Another hat I wore at LANL, was the job of what I called the Grim Reaper. When computers were decommissioned, my job was to make sure all the disks that contained data were removed from the computer components and properly destroyed to make sure that information on them could not be recovered, that the computers were disconnected and removed from the facility and then destroyed, and finally, remove all the wiring for power and data cables for the computer from the facility. Without exaggeration, each computer consisted of tons of components and, in some cases, thousands of disks. It literally took multiple 18-wheeler trucks to haul all the components and wiring for just one computer. (Man! I loved that job!)

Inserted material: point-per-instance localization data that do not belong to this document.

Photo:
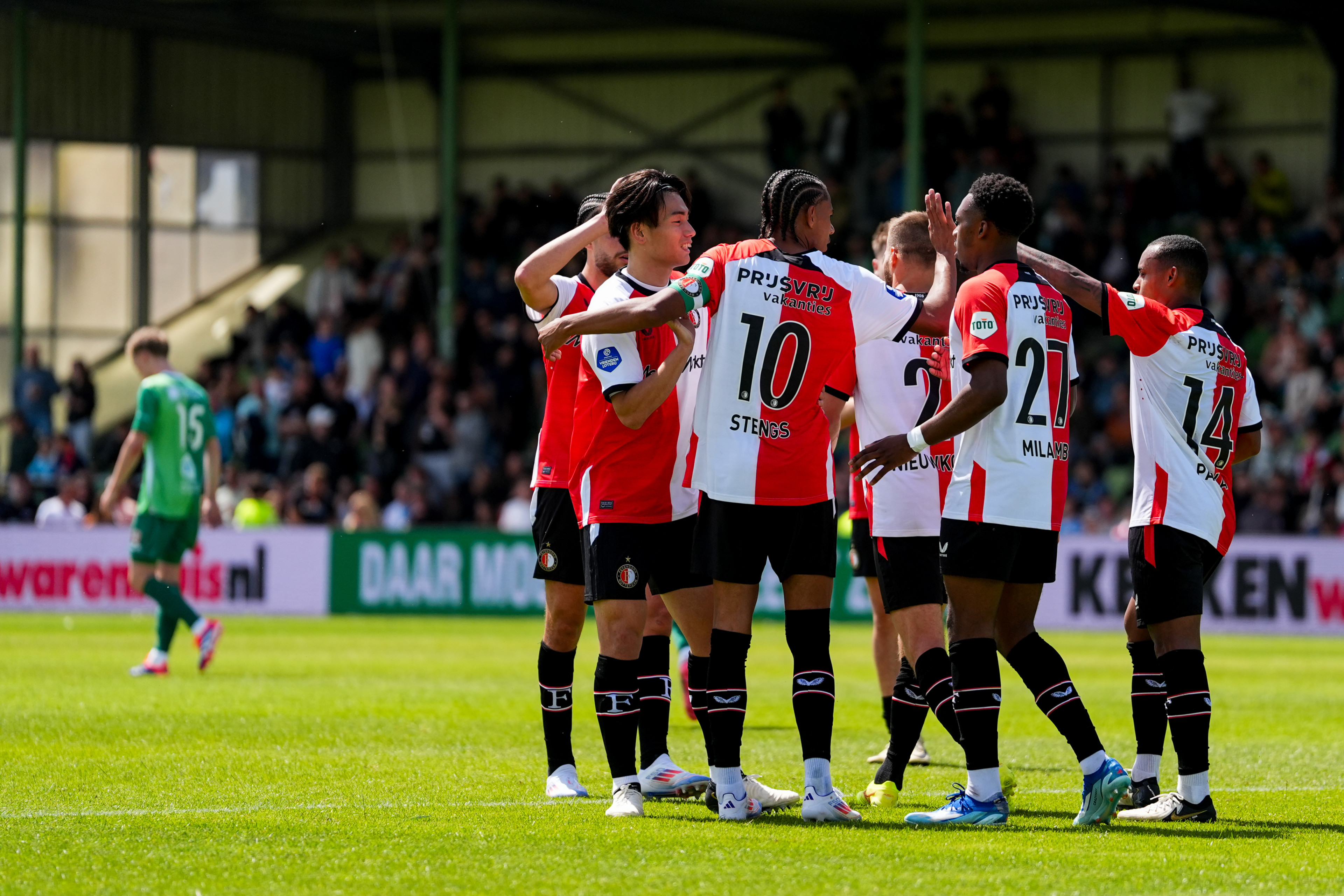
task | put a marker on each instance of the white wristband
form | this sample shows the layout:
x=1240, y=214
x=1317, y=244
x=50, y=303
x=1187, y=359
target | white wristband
x=917, y=441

To keep in shape, I have done a lot of bicycling. When I was at WSU, I was one of only two or three students at that time who got around campus by bicycle. (It’s much more common today. If you go onto the University of New Mexico campus today, you will see hundreds of bicycles.) I generally ride about 30 miles a day. I have ridden a bunch of centuries. (Centuries are 100-mile bicycle rides. The objective is to ride the 100 miles in under 12 hours.) Over the years in different rides, I’ve ridden all the latitudes between the Tropic of Cancer and the Artic Circle. I’ve bicycled in the United States, Mexico, Canada, and Norway. In the US, I’ve bicycled in about a dozen states. I’ve done a lot of camping and used a lot of sunscreen.